The research revealed that, in July, a net balance of respondents reported a decrease in new buyer enquiries. At -37%, this represents the third consecutive month in negative territory.
At the same time, the net balance of respondents (-44%) reported a fall in new instructions to sell, meaning stock is limited.
A net balance of respondents reported a fall in sales (-24%). Supply shortages and lower demand have also impacted the sales outlook, with a net balance of respondents expecting sales to fall. At -9%, this is the lowest this balance has been since January 2021.
In terms of pricing, a net balance of +55% of respondents reported that prices rose over the past twelve months, however they are expecting prices to fall flat over the next quarter.
Ian Morton MRICS, Bradburne & Co in St Andrews, said, “There has been the traditional slow down during the summer holiday period although we are preparing properties for sale after the schools return from holiday.”
Jennifer Campbell MRICS from DM Hall added, “A shortage of sales stock available on the open market continues to drive competitive closing dates with prices offered up to 20% over market value. It is anticipated that the second energy price hike will likely affect affordability and prices will come back down.”
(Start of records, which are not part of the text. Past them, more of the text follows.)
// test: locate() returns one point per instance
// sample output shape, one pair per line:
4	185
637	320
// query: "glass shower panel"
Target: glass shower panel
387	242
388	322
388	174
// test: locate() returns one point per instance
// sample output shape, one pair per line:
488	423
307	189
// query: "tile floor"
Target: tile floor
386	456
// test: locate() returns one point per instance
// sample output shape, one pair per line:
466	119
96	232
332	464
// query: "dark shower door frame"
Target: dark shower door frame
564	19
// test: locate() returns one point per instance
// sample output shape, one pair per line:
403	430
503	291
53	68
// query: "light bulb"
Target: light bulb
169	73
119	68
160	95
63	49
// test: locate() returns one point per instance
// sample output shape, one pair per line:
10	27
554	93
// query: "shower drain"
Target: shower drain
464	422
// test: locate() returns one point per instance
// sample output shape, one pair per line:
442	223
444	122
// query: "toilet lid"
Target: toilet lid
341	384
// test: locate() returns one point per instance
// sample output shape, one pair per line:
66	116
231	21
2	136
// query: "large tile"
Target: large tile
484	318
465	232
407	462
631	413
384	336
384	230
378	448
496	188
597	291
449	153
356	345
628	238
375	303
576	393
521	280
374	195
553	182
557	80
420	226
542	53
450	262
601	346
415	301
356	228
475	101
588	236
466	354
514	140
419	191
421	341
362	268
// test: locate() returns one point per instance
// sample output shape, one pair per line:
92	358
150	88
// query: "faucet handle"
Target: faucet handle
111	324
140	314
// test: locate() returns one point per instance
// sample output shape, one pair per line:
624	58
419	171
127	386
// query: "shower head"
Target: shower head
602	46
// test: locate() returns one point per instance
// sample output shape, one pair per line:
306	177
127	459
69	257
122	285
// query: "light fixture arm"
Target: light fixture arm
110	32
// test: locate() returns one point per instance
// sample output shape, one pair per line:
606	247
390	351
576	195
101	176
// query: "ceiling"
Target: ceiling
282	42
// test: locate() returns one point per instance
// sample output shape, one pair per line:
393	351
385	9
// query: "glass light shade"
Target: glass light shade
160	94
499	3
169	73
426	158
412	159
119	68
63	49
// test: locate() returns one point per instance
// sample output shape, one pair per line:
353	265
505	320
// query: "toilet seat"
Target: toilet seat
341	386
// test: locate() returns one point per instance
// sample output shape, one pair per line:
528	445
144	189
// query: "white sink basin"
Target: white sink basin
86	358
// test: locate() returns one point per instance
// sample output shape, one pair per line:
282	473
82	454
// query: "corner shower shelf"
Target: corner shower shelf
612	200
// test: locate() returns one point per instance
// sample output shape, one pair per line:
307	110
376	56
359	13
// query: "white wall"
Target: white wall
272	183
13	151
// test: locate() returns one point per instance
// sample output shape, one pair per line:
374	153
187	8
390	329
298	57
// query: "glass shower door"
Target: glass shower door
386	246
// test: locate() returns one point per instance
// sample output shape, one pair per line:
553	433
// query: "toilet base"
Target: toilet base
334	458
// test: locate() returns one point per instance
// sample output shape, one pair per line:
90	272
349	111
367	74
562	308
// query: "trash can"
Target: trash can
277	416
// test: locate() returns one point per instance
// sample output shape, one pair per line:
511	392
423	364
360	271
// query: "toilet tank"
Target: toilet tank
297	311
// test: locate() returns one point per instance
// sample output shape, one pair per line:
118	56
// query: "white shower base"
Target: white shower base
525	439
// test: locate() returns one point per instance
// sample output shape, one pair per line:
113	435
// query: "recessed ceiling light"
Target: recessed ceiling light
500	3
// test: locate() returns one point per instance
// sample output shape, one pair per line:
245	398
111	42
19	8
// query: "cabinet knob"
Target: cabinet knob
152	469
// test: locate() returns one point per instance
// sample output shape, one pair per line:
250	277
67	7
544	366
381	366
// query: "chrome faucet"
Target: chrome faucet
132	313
Tarrant Parsons, senior economist for RICS, commented, “Amid a backdrop of sharply rising living costs, slowing economic growth and higher interest rates, it is little surprise that housing market activity is now losing some momentum. With monetary policy set to be tightened further over the coming months, sales expectations point to a further softening in transaction volumes going forward.
“Nevertheless, with respect to house prices, limited supply available is still seen as a crucial factor underpinning the market. Although house price growth is likely to continue to ease, respondents still anticipate prices will be modestly higher than current levels in a year’s time.”